To help businesses in their use of surveillance equipment, the Home Office has produced the following 12-point code of practice:

1. Use of a surveillance camera system must always be for a specified purpose which is in pursuit of a legitimate aim, and necessary to meet an identified pressing need.

2. The use of a surveillance camera system must consider its effect on individuals and their privacy, with regular reviews to ensure its use remains justified.

3. There must be as much transparency in the use of a surveillance camera system as possible, including a published contact point for access to information and complaints.

4. There must be clear responsibility and accountability for all surveillance camera system activities, including images and information collected, held and used.

5. Clear rules, policies and procedures must be in place before a surveillance camera system is used, and these must be communicated to all who need to comply with them.

6. No more images and information should be stored, other than that which is strictly required for the stated purpose of a surveillance camera system, and such images and information should be deleted once their purposes have been discharged.

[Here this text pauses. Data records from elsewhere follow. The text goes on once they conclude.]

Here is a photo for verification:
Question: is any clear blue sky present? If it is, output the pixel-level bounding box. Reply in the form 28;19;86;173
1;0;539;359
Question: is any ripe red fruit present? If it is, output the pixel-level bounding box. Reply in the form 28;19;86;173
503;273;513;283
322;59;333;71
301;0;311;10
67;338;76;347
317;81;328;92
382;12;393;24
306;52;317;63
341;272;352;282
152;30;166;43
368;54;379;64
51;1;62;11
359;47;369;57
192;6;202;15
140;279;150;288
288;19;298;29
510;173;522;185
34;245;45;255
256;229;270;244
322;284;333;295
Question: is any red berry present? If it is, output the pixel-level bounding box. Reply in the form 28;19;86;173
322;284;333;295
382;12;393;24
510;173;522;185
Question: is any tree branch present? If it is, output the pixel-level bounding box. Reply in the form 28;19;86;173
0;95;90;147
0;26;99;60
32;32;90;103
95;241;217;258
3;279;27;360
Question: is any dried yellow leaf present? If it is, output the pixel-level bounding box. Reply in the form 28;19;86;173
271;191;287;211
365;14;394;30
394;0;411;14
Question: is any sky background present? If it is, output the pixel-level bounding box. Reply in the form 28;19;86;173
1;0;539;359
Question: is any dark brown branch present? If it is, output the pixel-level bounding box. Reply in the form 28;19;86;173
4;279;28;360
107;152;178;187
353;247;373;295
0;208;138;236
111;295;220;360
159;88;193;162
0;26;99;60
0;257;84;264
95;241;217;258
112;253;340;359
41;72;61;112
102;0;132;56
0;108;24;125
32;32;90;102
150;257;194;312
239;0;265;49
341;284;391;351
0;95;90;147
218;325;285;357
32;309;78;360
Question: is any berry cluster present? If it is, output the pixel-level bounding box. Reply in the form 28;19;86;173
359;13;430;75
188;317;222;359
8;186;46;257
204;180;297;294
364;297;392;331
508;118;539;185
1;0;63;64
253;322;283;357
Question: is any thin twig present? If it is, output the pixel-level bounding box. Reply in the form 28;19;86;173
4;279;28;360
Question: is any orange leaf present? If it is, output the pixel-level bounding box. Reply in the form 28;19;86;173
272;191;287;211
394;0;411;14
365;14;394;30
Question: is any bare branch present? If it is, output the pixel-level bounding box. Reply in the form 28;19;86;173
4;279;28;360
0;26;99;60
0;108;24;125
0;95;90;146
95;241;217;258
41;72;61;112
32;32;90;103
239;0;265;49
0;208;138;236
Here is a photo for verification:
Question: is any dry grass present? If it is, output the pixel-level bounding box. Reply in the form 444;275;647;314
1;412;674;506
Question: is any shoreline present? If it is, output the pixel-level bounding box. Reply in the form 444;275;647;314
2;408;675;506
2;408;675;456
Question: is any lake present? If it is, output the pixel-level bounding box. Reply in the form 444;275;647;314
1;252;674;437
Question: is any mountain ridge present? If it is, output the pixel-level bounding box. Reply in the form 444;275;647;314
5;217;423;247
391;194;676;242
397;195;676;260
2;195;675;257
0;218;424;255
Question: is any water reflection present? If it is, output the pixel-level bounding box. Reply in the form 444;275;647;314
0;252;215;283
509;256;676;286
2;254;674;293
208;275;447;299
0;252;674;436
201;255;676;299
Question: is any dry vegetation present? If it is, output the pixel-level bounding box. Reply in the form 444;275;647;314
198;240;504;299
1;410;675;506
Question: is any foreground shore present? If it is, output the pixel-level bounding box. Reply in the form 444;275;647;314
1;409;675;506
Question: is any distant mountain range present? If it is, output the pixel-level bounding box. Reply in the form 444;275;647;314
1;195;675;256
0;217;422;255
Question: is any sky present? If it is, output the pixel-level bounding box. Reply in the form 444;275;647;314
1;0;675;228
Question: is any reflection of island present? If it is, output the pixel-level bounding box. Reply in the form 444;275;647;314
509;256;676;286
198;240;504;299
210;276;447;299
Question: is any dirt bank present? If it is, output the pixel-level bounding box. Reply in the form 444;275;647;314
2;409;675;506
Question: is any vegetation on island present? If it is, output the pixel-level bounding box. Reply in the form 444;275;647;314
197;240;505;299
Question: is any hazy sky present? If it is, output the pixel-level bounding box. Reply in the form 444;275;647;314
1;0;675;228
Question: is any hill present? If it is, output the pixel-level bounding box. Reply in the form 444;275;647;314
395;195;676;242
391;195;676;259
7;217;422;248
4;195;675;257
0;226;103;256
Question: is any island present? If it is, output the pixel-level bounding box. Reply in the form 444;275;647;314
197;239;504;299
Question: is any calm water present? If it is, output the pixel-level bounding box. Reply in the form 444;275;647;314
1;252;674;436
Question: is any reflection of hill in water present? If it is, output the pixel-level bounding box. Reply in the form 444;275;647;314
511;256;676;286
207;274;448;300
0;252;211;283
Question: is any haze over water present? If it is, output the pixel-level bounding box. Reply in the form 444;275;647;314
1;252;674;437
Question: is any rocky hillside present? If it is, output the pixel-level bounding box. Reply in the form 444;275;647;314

7. Access to retained images and information should be restricted, and there must be clearly defined rules on who can gain access, and for what purpose such access is granted. The disclosure of images and information should only take place when it is necessary for such a purpose or for law enforcement purposes.

8. Surveillance camera system operators should consider any approved operational, technical and competency standards relevant to a system and its purpose, and work to meet and maintain those standards.

9. Surveillance camera system images and information should be subject to appropriate security measures to safeguard against unauthorised access and use.

10. There should be effective review and audit mechanisms to ensure that legal requirements, policies and standards are complied with in practice, and regular reports should be published.

11. When the use of a surveillance camera system is in pursuit of a legitimate aim, and there is a pressing need for its use, it should then be used in the most effective way to support public safety and law enforcement with the aim of processing images and information of evidential value.

12. Any information used to support a surveillance camera system which compares against a reference database for matching purposes should be accurate and kept up to date.